8- Ehl-i Kuran diye vasfedilen, Kuran'ı zahir ve batın bütünlüğünü dikkate alarak en güzel şekilde okuyan kıraat alimleri

9- Mutasavvıflar. İslam'ın ilm-i ahlak denen kalbî boyutunu bilen, her mümine farz-ı ayın olan nefis terbiye ve tezkiye metodlarını geliştiren Allah dostları, veliler, arifler, mürşid-i kamiller ve onlara uyan, Hakka talip salikler, Allah yolunun tüm yolcuları… (Tasavvuf esasen nübüvvetin devamı olan velayetin müesseseleşmesini, ilmî bir disiplin haline getirilmesini temin eden görüş, yaşayış ve hal yoludur.)

10- İslam'ı korumada görev alan İslam orduları, askerler, İslami literatürle söylersek 'mücahidler' ve tarih boyunca bu yolda canını feda eden milyonlarca şehitler.

11- İslam'a gönül vermiş tüm samimi ve ihlaslı müminler, Müslümanlar, topyekûn İslam ümmeti…

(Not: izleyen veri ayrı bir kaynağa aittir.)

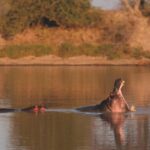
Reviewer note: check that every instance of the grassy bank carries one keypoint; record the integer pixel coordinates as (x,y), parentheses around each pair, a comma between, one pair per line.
(68,49)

İşte kendilerine Kurancı denenler, sayılan tüm bu toplulukları, kadroları ve dolayısıyla on dört asırlık İslam müktesebatını, ortaya konan on binlerce eseri 'gelenek' diyerek küçümsüyor, insafsızca tenkit ediyor, hatta kaldırıp atıyorlar.

Heyhat! Cahil cesur olur derler ya, bunlar cehaletin de ötesinde kör, sağır ve nasipsiz adamlar…

Şirke batmış Avrupa'nın çöplüğünde mücevher arıyorlar.

Müsteşrikleri mürşid edinmişler, bilimsellik adı altında onların tekerlemelerini söylüyorlar. Yahudi ve Hıristiyan olan o adamları iyi niyetli, dürüst zannedip oyunlarına geliyorlar. Kuran'ın onlar, yani ehl-i kitap hakkındaki beyanlarını hiç mi hiç dikkate almıyorlar.

Halbuki Kuran onlar hakkında biz müminleri uyarıyor, 'Yahudi ve Hıristiyanları dost edinmeyin, onlar sizi imandan sonra çevirip kafir yaparlar' diyor. (Bak: Maide: 51, Âl-i İmran 100.)

Yine ehl-i kitabın hakla batılı karıştırıp müminleri saptıracaklarını söylüyor. (Bak: Âl-i İmran: 67 - 71.)

Okuyucularımıza Kurancı denen zümrenin Kuran'la nasıl çeliştiklerini başka yazılarımızda da gündem etmeye devam etme sözü vererek diyoruz ki Kurancı denen bu zümre Kuran'da asla samimi değildir. Dahası Kuran'la çelişki ve hatta çatışma halindedir. Biz yine de onlara hidayet dileyelim ve ayıkmaları için dua edelim.